Se ha muerto Paco el Piloto, y yo no estaba. No pude ir. No pude verlo. No lo sabía. Me telefonearon lejos, a Italia, para contarme que estaba listo de papeles. «Muy malico», resumió la hija. Cáncer. Cuando los médicos le abrieron el asunto, se lo volvieron a cerrar y se fumaron un pitillo. Nada que rascar, Paco. Así que lo metieron en un hospital de Cartagena, a esperar. Entonces lo supe. Estaba en Milán mientras el Piloto agonizaba, y no podía volver hasta una semana más tarde. «No me llama ni se acuerda de mí», fueron sus palabras. Y se murió creyéndolo. Cuando telefoneé y pude hablar con su mujer, él estaba en la cama con la mascarilla de oxígeno, y ya no se enteró de nada. Se fue al desguace pensando que no me acordaba de él. Al enterarme, llamé a Paco Escudero, de la tele local, que es un periodista respetado y mi hermano de toda la vida, desde que traducíamos juntos Arma virumque cano. Está palmando el Piloto, dije. No tiene remedio y no sé si aguantará hasta que yo vuelva; pero quiero que la gente sepa que ha muerto un tío como Dios manda. Un hombre de bien, un marino y una leyenda. Y a él le habría gustado saber que no casca ignorado como un perro. Que lo recuerdo y que lo recordamos. Tranquilo, dijo Paco, que es un señor. Yo me encargo.

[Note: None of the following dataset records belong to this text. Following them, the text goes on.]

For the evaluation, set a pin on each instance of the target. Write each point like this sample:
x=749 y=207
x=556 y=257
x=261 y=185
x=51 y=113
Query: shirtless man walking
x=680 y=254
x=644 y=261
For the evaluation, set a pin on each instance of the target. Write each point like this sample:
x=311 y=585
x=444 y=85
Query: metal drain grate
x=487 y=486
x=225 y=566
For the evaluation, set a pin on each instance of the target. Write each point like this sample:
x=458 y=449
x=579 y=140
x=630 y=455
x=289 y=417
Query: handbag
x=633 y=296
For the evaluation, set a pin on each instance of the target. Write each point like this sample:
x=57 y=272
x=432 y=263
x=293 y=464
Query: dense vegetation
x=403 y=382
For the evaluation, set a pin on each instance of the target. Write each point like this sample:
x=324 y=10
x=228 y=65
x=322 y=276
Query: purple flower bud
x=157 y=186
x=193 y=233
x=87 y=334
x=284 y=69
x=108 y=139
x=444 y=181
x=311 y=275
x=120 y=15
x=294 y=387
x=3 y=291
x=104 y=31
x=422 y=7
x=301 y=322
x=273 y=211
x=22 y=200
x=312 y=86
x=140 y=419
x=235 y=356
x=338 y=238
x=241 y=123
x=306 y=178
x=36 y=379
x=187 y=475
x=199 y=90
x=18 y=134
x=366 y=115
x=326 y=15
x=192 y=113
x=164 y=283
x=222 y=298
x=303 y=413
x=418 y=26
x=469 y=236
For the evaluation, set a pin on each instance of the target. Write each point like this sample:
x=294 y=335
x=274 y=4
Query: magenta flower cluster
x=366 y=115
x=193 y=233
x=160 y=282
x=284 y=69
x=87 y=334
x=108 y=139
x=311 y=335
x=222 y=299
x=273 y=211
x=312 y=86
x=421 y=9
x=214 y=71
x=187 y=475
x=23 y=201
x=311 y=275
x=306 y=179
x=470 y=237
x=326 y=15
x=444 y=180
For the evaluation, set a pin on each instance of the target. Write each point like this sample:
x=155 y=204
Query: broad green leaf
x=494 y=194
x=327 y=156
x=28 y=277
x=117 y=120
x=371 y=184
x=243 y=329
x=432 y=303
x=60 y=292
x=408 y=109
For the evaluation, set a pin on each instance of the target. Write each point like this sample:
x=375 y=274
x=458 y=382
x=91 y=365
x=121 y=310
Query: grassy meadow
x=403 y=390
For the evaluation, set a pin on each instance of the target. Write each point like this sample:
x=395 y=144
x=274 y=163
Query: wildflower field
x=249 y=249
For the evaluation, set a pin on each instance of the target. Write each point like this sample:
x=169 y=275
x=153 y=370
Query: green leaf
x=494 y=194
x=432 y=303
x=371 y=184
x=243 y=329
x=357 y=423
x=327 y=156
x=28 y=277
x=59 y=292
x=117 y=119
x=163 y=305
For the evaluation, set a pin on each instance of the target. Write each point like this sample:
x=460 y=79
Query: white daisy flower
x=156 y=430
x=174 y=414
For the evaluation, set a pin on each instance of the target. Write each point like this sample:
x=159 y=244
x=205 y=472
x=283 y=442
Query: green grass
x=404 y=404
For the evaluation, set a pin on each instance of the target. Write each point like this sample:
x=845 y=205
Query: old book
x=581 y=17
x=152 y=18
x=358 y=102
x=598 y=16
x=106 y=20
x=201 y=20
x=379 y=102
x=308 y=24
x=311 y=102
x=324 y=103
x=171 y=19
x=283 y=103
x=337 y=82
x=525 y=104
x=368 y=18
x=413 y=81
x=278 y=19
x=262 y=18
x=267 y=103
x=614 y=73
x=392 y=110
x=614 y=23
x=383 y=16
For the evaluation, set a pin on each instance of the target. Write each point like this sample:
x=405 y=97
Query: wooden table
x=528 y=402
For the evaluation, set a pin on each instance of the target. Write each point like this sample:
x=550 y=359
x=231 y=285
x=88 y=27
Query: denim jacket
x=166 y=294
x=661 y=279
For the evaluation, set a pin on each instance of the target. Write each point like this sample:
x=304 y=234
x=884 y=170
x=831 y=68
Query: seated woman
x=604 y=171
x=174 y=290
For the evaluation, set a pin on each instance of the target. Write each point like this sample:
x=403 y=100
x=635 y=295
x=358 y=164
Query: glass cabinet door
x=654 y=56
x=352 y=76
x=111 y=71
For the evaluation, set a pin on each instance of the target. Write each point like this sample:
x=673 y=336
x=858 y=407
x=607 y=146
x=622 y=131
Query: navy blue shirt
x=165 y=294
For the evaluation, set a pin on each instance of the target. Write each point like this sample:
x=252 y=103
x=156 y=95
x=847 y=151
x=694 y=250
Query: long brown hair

Ahora Telecartagena me ha mandado la cinta que emitió en el informativo, y en ella veo al Piloto con su piel atezada, los ojos azules y el pelo rizado y blanco, algo más gordo que en los años de mi adolescencia, pasear conmigo por el puerto, beber cerveza en el bar Sol, en la Obrera y en el Valencia, o pararse ante el gran bar de la calle Mayor cuando acababa de salir La carta esférica, aquella novela sobre el mar y sobre los marinos donde al Piloto lo llamé Pedro en vez de Paco, pero donde todo Cristo pudo reconocerlo en los gestos, palabras y silencios. Aunque eso de los silencios ya era relativo; porque en los últimos tiempos el Piloto se había vuelto más hablador que de costumbre. Los años, quizá: saber que te vas poco a poco, y hay cosas que no has soltado nunca y quisieras no llevártelas dentro. El Piloto era uno de los últimos supervivientes de otra época: cuando los hombres se ganaban la vida en los puertos trabajando en lo que podían, trampeando, contrabandeando un poquito si era preciso, viviendo siempre, además de sobre una movediza cubierta de barco, en el foso margen exterior de la legalidad vigente.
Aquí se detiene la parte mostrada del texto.